The second-quarter results continued in the red at two Little Rock banks doing business under regulatory agreements.
Operational losses are a long-running quarterly event at One Bank & Trust that date back nearly five years to the ouster of its former owner and CEO, Layton “Scooter” Stuart.
The fiscal fall at Heartland Bank is more recent and more precipitous. Coinciding with that was a board shake-up and leadership turnover that included Walter Quinn, the largest Heartland shareholder, exiting as chairman and a member of the board.

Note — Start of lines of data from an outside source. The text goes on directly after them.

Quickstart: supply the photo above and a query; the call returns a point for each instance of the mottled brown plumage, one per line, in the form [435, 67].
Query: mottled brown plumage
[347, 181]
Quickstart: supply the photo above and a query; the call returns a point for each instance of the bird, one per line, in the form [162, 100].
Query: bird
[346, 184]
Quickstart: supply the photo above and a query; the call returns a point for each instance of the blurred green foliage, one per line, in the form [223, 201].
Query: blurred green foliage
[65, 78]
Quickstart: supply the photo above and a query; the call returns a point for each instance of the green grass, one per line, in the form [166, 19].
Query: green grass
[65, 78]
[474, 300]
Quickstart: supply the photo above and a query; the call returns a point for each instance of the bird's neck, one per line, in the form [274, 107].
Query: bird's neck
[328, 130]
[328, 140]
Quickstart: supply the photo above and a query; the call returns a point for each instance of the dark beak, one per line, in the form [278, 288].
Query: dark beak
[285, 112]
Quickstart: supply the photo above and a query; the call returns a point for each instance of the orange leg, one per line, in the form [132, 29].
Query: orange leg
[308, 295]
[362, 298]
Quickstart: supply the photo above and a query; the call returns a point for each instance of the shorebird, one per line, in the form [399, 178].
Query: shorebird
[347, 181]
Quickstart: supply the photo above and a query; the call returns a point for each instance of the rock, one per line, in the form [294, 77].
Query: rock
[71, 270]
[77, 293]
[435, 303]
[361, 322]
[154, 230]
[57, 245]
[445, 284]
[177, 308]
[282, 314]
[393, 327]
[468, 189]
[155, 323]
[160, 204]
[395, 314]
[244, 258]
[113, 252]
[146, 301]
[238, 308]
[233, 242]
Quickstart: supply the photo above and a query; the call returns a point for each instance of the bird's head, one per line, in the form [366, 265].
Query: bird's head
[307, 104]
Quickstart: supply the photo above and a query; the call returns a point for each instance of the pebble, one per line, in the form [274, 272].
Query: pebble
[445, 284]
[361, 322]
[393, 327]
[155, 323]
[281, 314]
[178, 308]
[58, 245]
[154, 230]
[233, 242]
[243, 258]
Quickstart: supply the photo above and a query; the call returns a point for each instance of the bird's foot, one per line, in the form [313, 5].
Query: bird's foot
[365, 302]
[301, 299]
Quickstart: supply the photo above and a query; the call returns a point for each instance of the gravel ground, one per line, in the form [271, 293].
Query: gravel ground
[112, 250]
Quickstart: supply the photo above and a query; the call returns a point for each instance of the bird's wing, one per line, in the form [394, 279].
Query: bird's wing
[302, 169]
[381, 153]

Heartland recorded a $3.9 million loss for the three months ending June 30. This follows a loss of $7.8 million posted by the $199 million-asset lender in the first quarter.
The combined loss through the first six months of more than $11.7 million exceeds Heartland’s net loss during all of 2016: nearly $7.9 million, with most of that loss accounted for in the fourth quarter.
The unprofitable second quarter further cut into Heartland’s total equity capital, which fell to $8.7 million after beginning the year at $20.4 million. Twenty-four months ago, that number stood at $34.8 million.
At year-end 2016, the bank’s tier one capital ratio stood at 8.9 percent with a total capital ratio of 10.2 percent. As of June 30, its tier one capital ratio had fallen to 4.3 percent, and the total capital ratio had dropped to 6.8 percent.
Two important numbers at Heartland didn’t change much between quarters. Total nonaccrual loans remained north of $23 million, and loan loss reserves totaled $5.3 million.
At One Bank, total nonaccrual loans were nearly $5.5 million and loan loss reserves totaled $3.1 million as of June 30.
The $284 million-asset lender reported a second-quarter loss of $574,000, which pushed its combined loss for the first half of the year to $2.2 million.
Backed by total equity capital of $9.5 million, One Bank sported a tier one capital ratio of 4.9 percent and a total capital ratio of less than 6.2 percent.
Both financial institutions have talked about raising capital to improve their balance sheets.
Neither CEO at the banks, Jerry Pavlas at One Bank and Judy Lawton at Heartland, could be reached for an update on those efforts and moves to stabilize operations.